Васечкин быстро вливался в дружный коллектив комбината. Его уже знали в районе, зачастую заказывая — «Этого давай, молодого да здорового!». Кто-то в районе пронюхал, что Кеша парень деревенский и его принимали за своего. Но с соответствующим уважением. Мол, пробился паренек сам и в городе не последний человек! Кешино самолюбие это тешило. И без заказов он не сидел. Проехав один раз с Брагиным по разработанным точкам, он понял особенности съемки и дальше работал сам.
Для фотографирования классов в школах и групп в детсадах ему поручили таскать «Салют». Человек из будущего быстро проникся уважение к этой солидной фотокамере и начал ту же осваивать, изучив все дотошно и в деталях. Пленка заряжалась в сменные металлические кассеты, что затем крепилось к кубику собственно фотоаппарата. Непосредственно перед съемкой требовалось убрать металлический шибер. Кадры на пленке можно было увидеть сзади через глазок.
Затвор был шторный фокальный с металлическими гофрированными шторками из нержавеющей стали с диапазоном выдержек от ½ до 1/1000 с и «В». Наводка на резкость осуществлялось в шахте по матовому стеклу. Пентапризму Брагин принципиально отвергал, да и Кеша быстро привык смотреть сверху вниз на перевёрнутое изображение. И ставить камеру в обязательном порядке полагалось на тяжелый штатив. Зато снимки выходили четкие и резкие. Все-таки кадр шесть на шесть! Пленка шла среднеформатная типа рольфильм. Особенно Кеше нравилось крутить рукоятку взведения затвора, он же перемотка плёнки. Выглядело это круто. Так цена в 456 рублей также вызывала почтение. И это без кассет и объективов. Но в свободной продаже эти аппараты не бывали. Особенности плановой экономики.
— Не получится. Такой тремор.
Васечкин думал. Им уже уезжать пора, когда привезли бабку, которой требовался новый паспорт. Как назло, у нее оказалась какая-то трясучка и выдержки не хватало. Снимали он, как водится в приемном пункте на фоне выбеленной печки. Свет держал Серега, водитель их буханки. Была бы вспышка, то возможно получилось. Но при выдержке одна тридцатая гарантирован смаз кадра.
— Чего делать будем?
— Снимать штаны и бегать!
Мужики дружно заржали.
— Чего лыбитесь? Тащите бабку на улицу. За минуту не замерзнет. В снег табурет ставьте и ровней!

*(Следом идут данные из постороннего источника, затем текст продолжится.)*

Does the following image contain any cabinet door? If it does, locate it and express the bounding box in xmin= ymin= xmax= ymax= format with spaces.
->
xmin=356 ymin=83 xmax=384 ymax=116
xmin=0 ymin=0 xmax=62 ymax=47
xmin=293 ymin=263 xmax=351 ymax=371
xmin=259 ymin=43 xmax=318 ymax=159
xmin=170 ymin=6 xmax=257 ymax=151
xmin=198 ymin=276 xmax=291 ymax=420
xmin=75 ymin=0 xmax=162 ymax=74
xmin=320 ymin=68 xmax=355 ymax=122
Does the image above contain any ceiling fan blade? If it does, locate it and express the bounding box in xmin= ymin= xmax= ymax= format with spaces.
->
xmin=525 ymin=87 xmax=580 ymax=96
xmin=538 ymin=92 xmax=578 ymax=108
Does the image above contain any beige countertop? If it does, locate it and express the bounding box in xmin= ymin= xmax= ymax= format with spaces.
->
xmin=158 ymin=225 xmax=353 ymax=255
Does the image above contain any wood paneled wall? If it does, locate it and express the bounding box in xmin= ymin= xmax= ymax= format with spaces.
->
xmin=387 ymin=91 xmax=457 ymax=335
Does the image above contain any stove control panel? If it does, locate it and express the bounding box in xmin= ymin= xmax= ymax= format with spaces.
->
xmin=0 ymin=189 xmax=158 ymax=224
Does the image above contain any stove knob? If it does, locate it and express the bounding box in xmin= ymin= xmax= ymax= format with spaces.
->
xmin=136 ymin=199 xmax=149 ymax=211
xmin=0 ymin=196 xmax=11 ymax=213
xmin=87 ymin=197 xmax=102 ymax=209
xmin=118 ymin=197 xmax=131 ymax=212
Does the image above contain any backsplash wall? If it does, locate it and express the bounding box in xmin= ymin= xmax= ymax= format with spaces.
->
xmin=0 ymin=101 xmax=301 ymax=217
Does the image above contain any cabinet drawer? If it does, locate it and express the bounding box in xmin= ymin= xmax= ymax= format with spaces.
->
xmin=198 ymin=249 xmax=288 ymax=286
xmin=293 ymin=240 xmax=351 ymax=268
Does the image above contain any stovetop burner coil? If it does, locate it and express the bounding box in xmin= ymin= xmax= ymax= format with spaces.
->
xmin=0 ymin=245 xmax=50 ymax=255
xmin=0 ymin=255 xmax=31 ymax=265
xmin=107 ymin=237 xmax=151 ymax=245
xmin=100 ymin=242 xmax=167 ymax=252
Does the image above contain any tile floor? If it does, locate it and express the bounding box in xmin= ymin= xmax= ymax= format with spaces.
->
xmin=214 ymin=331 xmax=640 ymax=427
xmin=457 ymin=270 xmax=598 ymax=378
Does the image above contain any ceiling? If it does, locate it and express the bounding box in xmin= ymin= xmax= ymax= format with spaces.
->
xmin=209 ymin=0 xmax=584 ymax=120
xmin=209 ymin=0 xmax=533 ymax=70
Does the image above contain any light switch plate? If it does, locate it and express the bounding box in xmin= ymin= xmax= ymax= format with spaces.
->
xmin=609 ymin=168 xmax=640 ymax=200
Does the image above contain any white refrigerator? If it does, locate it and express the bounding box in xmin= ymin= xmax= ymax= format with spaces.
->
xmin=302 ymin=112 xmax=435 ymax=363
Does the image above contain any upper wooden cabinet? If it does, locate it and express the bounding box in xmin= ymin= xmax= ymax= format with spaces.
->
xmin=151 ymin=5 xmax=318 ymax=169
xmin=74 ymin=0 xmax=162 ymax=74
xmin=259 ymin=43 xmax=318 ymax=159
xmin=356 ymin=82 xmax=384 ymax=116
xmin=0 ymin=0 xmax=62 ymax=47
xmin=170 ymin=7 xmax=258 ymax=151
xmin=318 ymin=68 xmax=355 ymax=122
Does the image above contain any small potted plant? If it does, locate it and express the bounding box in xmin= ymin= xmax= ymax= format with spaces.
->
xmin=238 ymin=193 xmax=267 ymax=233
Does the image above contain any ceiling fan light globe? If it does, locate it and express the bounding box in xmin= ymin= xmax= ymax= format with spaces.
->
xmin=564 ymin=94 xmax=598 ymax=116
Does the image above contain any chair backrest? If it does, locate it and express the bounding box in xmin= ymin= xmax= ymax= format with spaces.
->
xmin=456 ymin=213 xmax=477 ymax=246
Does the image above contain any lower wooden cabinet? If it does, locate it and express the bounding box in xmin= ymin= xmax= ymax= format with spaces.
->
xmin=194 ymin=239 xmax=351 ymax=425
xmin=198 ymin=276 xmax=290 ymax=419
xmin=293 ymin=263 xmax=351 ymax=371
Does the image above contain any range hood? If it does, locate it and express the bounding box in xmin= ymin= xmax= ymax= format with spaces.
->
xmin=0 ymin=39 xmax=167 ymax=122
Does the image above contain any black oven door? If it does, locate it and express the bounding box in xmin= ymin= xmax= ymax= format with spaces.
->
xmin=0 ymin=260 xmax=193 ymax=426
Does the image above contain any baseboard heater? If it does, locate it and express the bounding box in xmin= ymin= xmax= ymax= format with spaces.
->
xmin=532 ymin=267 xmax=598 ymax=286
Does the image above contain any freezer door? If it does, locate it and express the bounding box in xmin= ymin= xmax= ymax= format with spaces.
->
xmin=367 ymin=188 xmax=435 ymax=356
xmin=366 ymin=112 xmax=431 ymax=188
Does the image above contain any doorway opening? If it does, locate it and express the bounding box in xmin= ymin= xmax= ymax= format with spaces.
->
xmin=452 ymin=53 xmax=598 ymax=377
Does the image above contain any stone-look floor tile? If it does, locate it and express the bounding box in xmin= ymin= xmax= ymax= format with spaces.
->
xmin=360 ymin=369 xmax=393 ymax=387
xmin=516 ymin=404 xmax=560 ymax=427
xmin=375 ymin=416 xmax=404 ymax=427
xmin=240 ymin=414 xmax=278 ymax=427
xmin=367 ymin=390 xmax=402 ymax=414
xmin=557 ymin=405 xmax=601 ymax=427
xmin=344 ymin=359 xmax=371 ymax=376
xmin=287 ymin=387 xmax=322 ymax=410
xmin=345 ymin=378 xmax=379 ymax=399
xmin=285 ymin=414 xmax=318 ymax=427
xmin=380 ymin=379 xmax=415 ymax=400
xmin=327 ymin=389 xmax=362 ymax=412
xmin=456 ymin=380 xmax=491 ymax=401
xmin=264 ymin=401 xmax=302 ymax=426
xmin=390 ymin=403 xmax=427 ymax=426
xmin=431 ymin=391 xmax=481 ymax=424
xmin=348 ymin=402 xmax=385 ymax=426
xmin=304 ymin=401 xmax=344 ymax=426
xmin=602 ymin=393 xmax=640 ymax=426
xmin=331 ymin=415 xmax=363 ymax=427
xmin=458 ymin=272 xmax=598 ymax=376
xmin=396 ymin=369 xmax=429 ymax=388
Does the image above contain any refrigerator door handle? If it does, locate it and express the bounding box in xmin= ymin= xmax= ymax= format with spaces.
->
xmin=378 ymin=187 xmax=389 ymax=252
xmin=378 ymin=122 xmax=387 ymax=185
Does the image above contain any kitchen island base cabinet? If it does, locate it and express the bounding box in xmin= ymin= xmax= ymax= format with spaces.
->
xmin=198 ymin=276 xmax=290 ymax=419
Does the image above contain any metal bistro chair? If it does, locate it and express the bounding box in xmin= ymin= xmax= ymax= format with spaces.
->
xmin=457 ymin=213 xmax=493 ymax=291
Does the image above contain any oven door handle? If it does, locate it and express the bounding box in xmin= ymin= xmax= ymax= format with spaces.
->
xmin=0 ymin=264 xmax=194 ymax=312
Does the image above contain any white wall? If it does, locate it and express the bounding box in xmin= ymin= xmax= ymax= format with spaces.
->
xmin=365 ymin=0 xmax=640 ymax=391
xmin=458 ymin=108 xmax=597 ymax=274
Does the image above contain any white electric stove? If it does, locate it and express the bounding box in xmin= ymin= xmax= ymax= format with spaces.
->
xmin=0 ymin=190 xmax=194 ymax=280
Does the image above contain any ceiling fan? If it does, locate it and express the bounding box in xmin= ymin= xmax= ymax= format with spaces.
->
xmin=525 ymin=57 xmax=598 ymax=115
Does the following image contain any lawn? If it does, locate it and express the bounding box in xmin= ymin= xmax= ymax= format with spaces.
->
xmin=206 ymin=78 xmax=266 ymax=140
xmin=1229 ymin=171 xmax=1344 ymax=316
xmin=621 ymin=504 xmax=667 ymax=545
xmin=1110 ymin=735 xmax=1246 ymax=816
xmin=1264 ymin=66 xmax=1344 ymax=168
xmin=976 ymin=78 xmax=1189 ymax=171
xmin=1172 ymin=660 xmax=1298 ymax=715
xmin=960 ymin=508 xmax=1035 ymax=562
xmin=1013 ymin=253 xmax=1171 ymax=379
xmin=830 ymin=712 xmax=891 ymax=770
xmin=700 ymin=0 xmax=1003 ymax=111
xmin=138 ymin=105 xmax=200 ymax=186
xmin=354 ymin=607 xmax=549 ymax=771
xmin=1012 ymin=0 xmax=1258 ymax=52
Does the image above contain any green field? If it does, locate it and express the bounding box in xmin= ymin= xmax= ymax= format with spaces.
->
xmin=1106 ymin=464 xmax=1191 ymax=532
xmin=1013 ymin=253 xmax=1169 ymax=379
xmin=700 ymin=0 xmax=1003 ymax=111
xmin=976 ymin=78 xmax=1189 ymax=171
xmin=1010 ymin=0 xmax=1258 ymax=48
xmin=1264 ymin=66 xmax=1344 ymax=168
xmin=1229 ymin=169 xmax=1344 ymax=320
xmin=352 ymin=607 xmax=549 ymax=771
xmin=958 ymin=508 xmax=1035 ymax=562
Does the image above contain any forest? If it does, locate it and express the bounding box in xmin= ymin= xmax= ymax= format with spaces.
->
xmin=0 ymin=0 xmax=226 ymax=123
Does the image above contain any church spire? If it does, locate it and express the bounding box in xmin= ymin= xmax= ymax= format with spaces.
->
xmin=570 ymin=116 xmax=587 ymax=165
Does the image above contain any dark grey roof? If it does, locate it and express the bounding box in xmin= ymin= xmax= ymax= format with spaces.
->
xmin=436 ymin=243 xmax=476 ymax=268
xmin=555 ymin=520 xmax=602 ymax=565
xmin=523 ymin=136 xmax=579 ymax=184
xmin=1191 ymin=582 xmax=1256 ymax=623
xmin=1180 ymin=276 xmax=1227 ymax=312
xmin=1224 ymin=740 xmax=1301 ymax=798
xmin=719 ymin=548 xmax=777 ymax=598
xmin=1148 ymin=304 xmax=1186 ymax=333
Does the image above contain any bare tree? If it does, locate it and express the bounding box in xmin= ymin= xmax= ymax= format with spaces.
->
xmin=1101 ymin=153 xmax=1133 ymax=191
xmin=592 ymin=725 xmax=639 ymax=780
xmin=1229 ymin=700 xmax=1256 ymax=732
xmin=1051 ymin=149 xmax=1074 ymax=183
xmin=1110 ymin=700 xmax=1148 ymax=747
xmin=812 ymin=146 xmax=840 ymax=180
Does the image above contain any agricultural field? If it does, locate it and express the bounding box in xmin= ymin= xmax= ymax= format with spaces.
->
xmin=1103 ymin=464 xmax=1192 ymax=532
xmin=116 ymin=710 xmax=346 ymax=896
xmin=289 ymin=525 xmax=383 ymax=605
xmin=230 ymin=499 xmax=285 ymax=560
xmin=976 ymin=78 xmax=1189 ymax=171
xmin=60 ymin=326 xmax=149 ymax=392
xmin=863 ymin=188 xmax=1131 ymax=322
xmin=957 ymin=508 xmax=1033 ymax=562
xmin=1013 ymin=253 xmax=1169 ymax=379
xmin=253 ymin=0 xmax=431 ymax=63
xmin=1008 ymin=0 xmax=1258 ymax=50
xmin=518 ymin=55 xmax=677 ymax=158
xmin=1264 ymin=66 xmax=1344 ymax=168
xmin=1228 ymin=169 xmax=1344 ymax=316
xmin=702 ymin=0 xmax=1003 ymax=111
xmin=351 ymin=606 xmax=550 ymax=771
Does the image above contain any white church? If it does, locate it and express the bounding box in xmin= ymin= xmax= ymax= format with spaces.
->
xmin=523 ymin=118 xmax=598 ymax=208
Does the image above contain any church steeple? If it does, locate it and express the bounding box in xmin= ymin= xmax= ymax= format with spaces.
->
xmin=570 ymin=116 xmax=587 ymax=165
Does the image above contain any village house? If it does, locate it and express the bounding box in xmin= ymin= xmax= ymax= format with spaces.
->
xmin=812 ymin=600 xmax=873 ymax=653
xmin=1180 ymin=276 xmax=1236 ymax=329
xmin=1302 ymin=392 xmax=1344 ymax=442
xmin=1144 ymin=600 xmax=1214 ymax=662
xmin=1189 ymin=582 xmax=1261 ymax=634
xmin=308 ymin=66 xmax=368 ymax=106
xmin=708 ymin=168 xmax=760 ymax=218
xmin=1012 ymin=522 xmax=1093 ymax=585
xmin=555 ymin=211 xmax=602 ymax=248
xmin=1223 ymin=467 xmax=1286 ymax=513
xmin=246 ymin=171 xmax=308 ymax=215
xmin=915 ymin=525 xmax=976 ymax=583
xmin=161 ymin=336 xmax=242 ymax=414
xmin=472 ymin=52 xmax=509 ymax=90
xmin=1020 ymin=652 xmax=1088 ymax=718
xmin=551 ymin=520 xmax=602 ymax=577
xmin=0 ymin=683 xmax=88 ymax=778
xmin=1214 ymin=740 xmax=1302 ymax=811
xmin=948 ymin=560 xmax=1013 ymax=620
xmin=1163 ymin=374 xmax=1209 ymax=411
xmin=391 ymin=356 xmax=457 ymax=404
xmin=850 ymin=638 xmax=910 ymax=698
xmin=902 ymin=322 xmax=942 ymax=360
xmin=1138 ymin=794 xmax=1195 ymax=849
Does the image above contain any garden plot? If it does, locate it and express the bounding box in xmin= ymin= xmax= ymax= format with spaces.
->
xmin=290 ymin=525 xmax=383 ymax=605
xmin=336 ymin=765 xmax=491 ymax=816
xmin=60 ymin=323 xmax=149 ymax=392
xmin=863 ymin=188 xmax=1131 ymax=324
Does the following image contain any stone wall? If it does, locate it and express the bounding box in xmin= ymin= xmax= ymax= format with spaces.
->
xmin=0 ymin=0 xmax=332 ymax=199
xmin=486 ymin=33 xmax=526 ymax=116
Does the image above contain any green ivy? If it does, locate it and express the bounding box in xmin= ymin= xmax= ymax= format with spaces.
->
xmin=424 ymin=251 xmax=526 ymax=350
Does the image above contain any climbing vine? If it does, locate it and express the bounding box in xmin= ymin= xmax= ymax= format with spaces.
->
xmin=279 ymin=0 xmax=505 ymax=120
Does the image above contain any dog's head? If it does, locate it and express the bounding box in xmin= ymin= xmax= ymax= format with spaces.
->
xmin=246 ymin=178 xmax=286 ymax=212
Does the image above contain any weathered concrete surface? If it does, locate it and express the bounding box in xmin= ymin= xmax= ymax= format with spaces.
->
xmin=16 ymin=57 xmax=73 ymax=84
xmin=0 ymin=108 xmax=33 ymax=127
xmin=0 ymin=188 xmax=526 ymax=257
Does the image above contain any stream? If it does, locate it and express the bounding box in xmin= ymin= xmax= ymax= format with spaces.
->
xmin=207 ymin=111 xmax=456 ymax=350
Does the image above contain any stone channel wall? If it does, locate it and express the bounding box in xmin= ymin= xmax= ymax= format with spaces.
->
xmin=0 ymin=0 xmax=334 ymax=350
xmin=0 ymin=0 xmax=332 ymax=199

Чего только не придумаешь для удовлетворения заявок посетителей. Но деваться некуда! Мужики ловко устроили бабулю прямо посреди улицы, выправляя ножки табурета с помощью сугроба. Иннокентий прикинул, что на фоне белесого неба выдержка получится подходящей. Надеяться на встроенный экспонометр не стоило. Лицо намного темнее неба и будет безбожно врать. Но Васечкин уже наработал опыт, поэтому ставить экспозицию по своему разумению. На то фотографу и голова, а сейчас важнее короткая выдержка.
— Снято! Тащите бабулю обратно.
Пенсионерку ждут на улице сани, привезли из дальней деревушки. Туда автомобилю хода нет. Реалии сельской жизни. Автолавка раз в неделю, снег чистить самому, рубить дрова, носить воду. Видимо, прошлый Васечкин не ушел из этого тела до конца, и какая-то ностальгия по такой простой жизни оставалась.
«Так и непонятно, отчего он умер. Отравление или сука Герыч постарался?»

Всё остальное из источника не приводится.